Guillaume le bienveillant

27 mai 2019

Révélé au grand public en 2007 par la série télévisée Fais pas ci, fais pas ça, Guillaume de Tonquédec est à l’affiche de Roxane, le premier film, émouvant et drôle, d’une toute jeune réalisatrice, Mélanie Auffret.

Guillaume de Tonquédec livre devant la caméra de Mélanie Auffret une prestation sensible et savoureuse. Il campe Raymond, un éleveur de poule plus vrai que nature. Passionné de littérature, il lit chaque matin du Cyrano de Bergerac à ses volatiles. Pourtant, l’avenir est sombre : l’exploitation n’est plus rentable et des repreneurs convoitent la ferme. Il faut se battre avec ses seuls moyens et surtout, son talent. Aux yeux du comédien, c’est plus qu’un simple rôle, c’est une mission.

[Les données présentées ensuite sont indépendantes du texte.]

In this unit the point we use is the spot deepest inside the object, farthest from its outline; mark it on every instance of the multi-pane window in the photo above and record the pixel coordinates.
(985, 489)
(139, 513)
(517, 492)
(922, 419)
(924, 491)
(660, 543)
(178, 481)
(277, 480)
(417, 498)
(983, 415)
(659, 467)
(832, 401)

Comment s’est passée votre rencontre avec la réalisatrice, Mélanie Auffret ?

Par le texte : j’ai reçu son scénario et j’ai eu un coup de foudre immédiat. Un type qui déclame des vers à ses poules, c’est quand même très étonnant ! Le fait qu’elle s’empare d’un tel sujet de société – le mal-être dans l’agriculture en France – m’a beaucoup touché. Cette jeune femme de 27 ans a puisé la matière d’une comédie sociale à l’anglaise dans ce sujet qu’elle connaît intimement. Le rire, la comédie et l’émotion sont forts car tout sonne vrai, tout est crédible.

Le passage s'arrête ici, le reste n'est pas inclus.